Let $X$ be a compact Hausdorff space and $F$ be a closed subspace. Let $f\colon X \to \mathbb R$ be a continuous function.
I want to construct a continuous function $g \colon X \to \mathbb R$ such that $g=0$ on $F$ and $$\sup_{x \in X}|g(x)-f(x)|=\sup_{x \in F}|f(x)|$$
Roughly, I want $g$ to "follow" $f$ outside $F$.
I know this is possible if $F$ is a $G_\delta$ set and there exists an open set $U$ such that $F \subseteq U \neq X$ and $ X\backslash U $ is also $G_\delta$ by the strong form of Urysohn lemma. However, I cannot proceed on.
Any help is appreciated.
After some thoughts, If the $f$ is restriced so that $ f \in [\inf_{x \in F} f, \sup_{x \in F} f]$, then I can just put $g =0$ and this is exactly what I needed. I guess there should be a counter example for the originally formulate problem above.
This is more an indirect proof that such a function $g$ exists. Maybe it can be upgraded to a constructive proof.
Consider the two continuous functions $f_{\pm}(x):=f(x) \pm \sup_{x \in F} |f(x)|$. Then any continuous function $g$ that satisfies $f_-(x) \le g(x) \le f_+(x)$ satisfies your 'following f' criteria. Now $f_+ \ge 0$ on $F$ and $f_- \le 0$ on $F$. Hence there are continuous functions $g$ sandwiched between $f_-$ and $f_+$ that are constant zero on $F$.

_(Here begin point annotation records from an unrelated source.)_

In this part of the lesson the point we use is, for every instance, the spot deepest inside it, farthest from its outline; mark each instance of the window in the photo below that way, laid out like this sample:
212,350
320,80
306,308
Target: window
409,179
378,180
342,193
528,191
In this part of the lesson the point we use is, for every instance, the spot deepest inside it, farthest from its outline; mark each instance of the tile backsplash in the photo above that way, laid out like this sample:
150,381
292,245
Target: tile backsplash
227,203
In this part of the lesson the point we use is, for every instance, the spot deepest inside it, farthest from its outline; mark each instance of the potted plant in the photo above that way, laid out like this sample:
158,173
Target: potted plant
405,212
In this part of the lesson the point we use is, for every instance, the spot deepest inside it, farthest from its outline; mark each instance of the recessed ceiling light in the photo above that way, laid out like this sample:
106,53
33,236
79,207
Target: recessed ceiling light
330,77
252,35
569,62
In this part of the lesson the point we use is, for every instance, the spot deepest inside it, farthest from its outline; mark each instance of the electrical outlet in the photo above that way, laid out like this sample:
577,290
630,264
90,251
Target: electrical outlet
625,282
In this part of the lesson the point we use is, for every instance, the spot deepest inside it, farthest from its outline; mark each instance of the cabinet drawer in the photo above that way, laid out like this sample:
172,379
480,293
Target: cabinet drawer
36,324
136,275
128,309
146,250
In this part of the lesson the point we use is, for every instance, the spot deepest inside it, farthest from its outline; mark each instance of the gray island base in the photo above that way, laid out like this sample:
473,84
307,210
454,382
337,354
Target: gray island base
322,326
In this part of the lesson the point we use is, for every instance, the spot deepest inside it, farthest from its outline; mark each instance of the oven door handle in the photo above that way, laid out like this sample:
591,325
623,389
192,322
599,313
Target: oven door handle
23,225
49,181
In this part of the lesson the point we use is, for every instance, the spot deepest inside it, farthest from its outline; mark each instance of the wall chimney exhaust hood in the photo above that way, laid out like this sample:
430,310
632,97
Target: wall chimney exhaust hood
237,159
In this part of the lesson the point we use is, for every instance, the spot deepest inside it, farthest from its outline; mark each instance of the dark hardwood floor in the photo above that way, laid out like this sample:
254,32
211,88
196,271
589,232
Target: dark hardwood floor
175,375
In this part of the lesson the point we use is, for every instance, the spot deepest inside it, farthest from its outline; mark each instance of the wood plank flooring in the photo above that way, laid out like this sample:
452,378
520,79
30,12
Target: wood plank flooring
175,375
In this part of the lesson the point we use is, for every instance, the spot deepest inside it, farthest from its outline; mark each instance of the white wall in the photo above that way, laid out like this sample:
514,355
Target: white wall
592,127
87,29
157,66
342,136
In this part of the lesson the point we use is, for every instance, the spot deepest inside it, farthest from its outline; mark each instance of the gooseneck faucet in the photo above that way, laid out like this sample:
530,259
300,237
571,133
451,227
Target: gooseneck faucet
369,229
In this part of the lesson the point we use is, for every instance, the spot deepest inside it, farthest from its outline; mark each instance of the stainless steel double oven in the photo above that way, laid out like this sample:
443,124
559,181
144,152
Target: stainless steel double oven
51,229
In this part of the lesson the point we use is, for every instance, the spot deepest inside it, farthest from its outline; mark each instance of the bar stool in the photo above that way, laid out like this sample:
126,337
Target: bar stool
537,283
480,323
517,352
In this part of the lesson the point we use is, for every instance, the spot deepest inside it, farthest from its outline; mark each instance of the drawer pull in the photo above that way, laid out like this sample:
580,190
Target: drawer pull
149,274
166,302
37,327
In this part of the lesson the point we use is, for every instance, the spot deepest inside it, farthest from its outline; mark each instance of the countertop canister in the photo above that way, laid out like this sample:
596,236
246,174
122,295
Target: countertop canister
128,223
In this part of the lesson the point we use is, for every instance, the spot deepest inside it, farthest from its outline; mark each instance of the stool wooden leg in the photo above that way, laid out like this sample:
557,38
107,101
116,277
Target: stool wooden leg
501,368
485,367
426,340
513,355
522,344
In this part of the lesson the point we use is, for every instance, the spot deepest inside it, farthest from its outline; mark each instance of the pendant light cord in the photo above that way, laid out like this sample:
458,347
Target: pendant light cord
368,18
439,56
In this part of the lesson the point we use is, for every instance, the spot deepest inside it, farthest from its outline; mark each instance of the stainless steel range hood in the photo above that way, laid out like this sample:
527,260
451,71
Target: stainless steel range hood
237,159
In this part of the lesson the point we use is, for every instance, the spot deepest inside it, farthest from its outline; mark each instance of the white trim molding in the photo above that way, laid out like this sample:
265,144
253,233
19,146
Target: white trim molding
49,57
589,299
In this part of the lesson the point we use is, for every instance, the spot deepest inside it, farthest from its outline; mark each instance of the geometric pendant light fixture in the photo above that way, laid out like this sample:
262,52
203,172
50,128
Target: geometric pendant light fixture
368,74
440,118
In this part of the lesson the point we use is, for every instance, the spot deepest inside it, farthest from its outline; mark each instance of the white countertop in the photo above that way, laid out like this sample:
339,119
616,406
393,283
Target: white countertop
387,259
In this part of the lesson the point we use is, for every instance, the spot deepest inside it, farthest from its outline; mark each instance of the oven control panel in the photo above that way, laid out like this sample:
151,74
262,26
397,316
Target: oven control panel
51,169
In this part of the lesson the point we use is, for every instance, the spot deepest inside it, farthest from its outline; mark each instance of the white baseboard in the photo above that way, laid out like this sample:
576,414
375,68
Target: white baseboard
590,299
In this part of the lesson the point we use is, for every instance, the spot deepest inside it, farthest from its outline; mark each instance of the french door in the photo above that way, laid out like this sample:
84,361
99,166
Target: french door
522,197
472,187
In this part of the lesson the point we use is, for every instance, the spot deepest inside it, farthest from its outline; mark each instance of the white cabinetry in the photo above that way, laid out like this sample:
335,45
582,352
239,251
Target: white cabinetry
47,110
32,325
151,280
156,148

Edit: Hopefully I'm not missing something trivial here but setting:
$$f(x)=\begin{cases}f_+(x) & f_+(x) \le 0 \\ 0 & f_+(x) > 0 > f_-(x) \\ f_-(x) & f_-(x) \ge 0\end{cases}$$
seems to satisfy your criteria. But this doesn't make use of compactness (which seems unnecessary to me) nor the Hausdorff property (which makes me suspicious).